The past week I had the chance to attend Black Hat Europe for my first time and demo my tool. For this, I would like to thank @ToolsWatch team members in advance because the Arsenal is possible thanks to their dedicated passion over a decade of volunteering.
In this post, I'll try to highlight the peculiarities of the Arsenal compared to the Business Hall and the Briefings. The differences I will point out are the key reasons why the Arsenal does exist along with the Trainings, Business Hall and Briefings.
Black Hat events are the major series of security conferences in the world (located in USA, Europe, Asia) and one of the best opportunities to meet hackers, security researchers, security executives and security practitioners from all over the world.

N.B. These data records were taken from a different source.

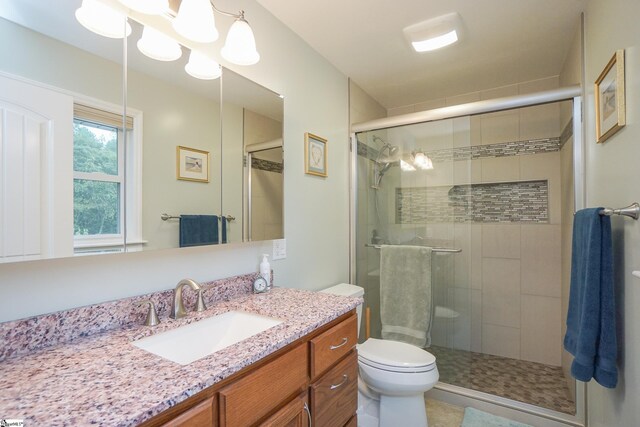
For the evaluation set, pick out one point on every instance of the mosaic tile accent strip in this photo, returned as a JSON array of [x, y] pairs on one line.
[[525, 201], [23, 336], [505, 149], [266, 165], [528, 382]]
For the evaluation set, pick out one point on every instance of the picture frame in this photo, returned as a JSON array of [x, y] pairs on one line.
[[192, 164], [315, 155], [610, 99]]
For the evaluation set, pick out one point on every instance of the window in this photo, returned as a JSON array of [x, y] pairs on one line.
[[99, 187], [98, 179]]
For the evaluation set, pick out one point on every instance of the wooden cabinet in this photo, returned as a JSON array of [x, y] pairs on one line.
[[293, 414], [315, 377], [201, 415], [249, 399], [332, 345], [334, 397]]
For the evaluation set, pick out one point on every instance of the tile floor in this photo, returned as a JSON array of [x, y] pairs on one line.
[[528, 382], [442, 414]]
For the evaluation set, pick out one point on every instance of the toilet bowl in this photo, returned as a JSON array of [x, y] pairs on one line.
[[393, 377]]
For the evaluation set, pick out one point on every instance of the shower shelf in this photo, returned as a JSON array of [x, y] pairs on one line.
[[444, 250]]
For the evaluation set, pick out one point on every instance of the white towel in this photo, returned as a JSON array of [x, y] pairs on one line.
[[405, 294]]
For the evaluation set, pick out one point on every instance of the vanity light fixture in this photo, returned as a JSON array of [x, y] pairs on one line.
[[149, 7], [158, 46], [434, 33], [103, 19], [406, 166], [202, 67], [195, 21], [421, 160]]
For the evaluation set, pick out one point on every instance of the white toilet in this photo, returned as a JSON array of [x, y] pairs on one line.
[[393, 377]]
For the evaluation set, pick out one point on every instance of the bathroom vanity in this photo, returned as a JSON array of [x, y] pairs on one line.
[[81, 368], [312, 379]]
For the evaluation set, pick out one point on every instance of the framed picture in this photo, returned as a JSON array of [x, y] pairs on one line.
[[192, 164], [315, 155], [609, 97]]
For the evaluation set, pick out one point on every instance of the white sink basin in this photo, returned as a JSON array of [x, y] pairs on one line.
[[191, 342]]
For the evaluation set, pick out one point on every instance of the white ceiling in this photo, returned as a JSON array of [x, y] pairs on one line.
[[505, 42]]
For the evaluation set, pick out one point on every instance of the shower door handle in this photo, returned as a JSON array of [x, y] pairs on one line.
[[344, 341]]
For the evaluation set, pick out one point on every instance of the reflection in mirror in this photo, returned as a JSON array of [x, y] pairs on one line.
[[63, 140], [253, 168], [177, 110]]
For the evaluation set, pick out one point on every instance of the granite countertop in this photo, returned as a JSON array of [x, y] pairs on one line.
[[104, 380]]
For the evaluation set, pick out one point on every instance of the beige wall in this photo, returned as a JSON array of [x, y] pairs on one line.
[[611, 180], [72, 282]]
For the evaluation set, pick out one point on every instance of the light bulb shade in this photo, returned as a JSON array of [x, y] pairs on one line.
[[195, 21], [158, 46], [149, 7], [102, 19], [202, 67], [240, 46]]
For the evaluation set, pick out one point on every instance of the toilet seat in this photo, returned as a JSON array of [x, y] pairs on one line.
[[395, 356]]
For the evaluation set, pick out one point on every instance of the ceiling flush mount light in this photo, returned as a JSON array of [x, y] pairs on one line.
[[149, 7], [103, 19], [240, 45], [406, 166], [202, 67], [158, 46], [434, 33], [195, 21]]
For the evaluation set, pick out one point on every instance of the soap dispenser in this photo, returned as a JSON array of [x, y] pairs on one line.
[[265, 270]]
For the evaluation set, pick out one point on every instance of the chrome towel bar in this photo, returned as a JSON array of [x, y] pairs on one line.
[[166, 216], [632, 211], [444, 250]]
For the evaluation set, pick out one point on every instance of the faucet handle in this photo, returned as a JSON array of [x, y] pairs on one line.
[[152, 314], [200, 305]]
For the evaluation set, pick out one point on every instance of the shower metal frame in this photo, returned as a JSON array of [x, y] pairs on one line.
[[571, 93]]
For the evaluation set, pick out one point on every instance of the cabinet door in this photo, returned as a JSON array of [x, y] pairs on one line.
[[201, 415], [248, 400], [334, 397], [293, 414], [331, 346]]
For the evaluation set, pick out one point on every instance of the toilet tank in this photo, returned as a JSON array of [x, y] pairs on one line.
[[348, 290]]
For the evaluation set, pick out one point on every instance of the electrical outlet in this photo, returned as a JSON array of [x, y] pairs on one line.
[[279, 249]]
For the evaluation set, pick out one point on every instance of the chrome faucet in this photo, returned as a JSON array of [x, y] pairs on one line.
[[177, 307]]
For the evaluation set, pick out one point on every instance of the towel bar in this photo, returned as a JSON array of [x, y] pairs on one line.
[[166, 216], [632, 211], [446, 250]]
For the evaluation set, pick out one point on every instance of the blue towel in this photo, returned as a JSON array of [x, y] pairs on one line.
[[224, 229], [197, 230], [591, 322]]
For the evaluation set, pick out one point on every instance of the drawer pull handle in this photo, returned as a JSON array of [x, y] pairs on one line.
[[345, 378], [344, 341]]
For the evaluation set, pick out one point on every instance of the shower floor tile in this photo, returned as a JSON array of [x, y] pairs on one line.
[[528, 382]]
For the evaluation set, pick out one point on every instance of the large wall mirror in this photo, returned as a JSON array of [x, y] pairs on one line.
[[166, 163]]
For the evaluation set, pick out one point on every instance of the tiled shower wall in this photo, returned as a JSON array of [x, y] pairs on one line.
[[505, 284]]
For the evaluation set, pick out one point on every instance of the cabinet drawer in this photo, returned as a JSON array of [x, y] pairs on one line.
[[201, 415], [334, 397], [328, 347], [252, 397]]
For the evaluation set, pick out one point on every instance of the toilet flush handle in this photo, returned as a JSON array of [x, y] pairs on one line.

My personal experience was amazing because I met tons of cool infosec people in just 2 days and despite being on my own at the conference, I haven't felt alone.
Arsenal vs Briefings
The Briefings are very technical presentations that have the ultimate goal of predicting upcoming trends in various infosec topics like hardware and software exploitation, privacy concerns, platform security, practical cryptography, and malware analysis. They are, therefore, the extraordinary achievements of months of research of a team of highly skilled and passionate self-employed, academic, professional hackers that are willing to share their results.
From an attendee's perspective (be it security practitioner, penetration tester, a security researcher in another IT security area, etc.), there is often an impressive steep learning curve to completely grasp the root cause of the vulnerabilities, their detailed exploitation steps and to reproduce it in a timely fashion on its own. This is understandable because it is unlikely that in few hours, without the proper preliminary knowledge, it is feasible to reach the same results of months of research of a team of very competent and motivated hackers ;-).
On the contrary, Arsenal tools are demoed with live commentary and are usually easier to understand because they normally weaponize already known issues or they nicely integrate many different useful features in one standalone security framework. Black Hat attendees can easily find in the Arsenal new inventiveness: be it for using a programming language they are not familiar with yet, be inspired by a tool architecture, grasp the insight of the projects and what they address or be exposed and get interested in an infosec topic completely new to them. Therefore, the major advantage compared to Briefings is that there is no barrier at all between the attendees and the presenter, which indeed can be spotted later as attendee itself of other tools presented at the Arsenal. The open-source tools can later be dissected by attendees giving them the chance to gain a complete insight into the project and feel free to contribute.
I believe that conveying research details (when possible) into an automated and well documented open source project has a major impact because a tool can be reused by many, carefully studied, improved and definitely will ease the process of uncovering similar vulnerabilities in different platforms. This is, in my opinion, the best expression of what is Knowledge Sharing.
Arsenal vs Business Hall
In the Business Hall, professional products from well-known security firms or fast-growing security startups are showcased. These solutions are mostly patented, have closed source code and normally are the results of millions of euros of investments.
Even if business products and open-source Arsenal tools tend to target a completely different market, in my experience are comparable to some extent. Due to their nature, open-source Arsenal projects may involve anyone interested to actively contribute with patches or fully new features whilst for business solutions opening a ticket will likely be the only way to request a bug fix or feature addition. Besides, the informal atmosphere of the Arsenal stands and the small number of committers are more likely to express Enthusiasm and inspire creativeness in the attendees.
The Arsenal successfully portrays both the knowledge sharing and the enthusiasm aspects of Black Hat.
Black Hat wisely promotes this spirit by granting to Arsenal presenters a stand to demo their tool and the generous chance to fully access both the Business Hall and the Briefings.
If you are working on a security tool or concept and willing to open source it, the Arsenal is the best way to reach other security enthusiasts like you
You have your chance via the Call for Tools, don't miss that!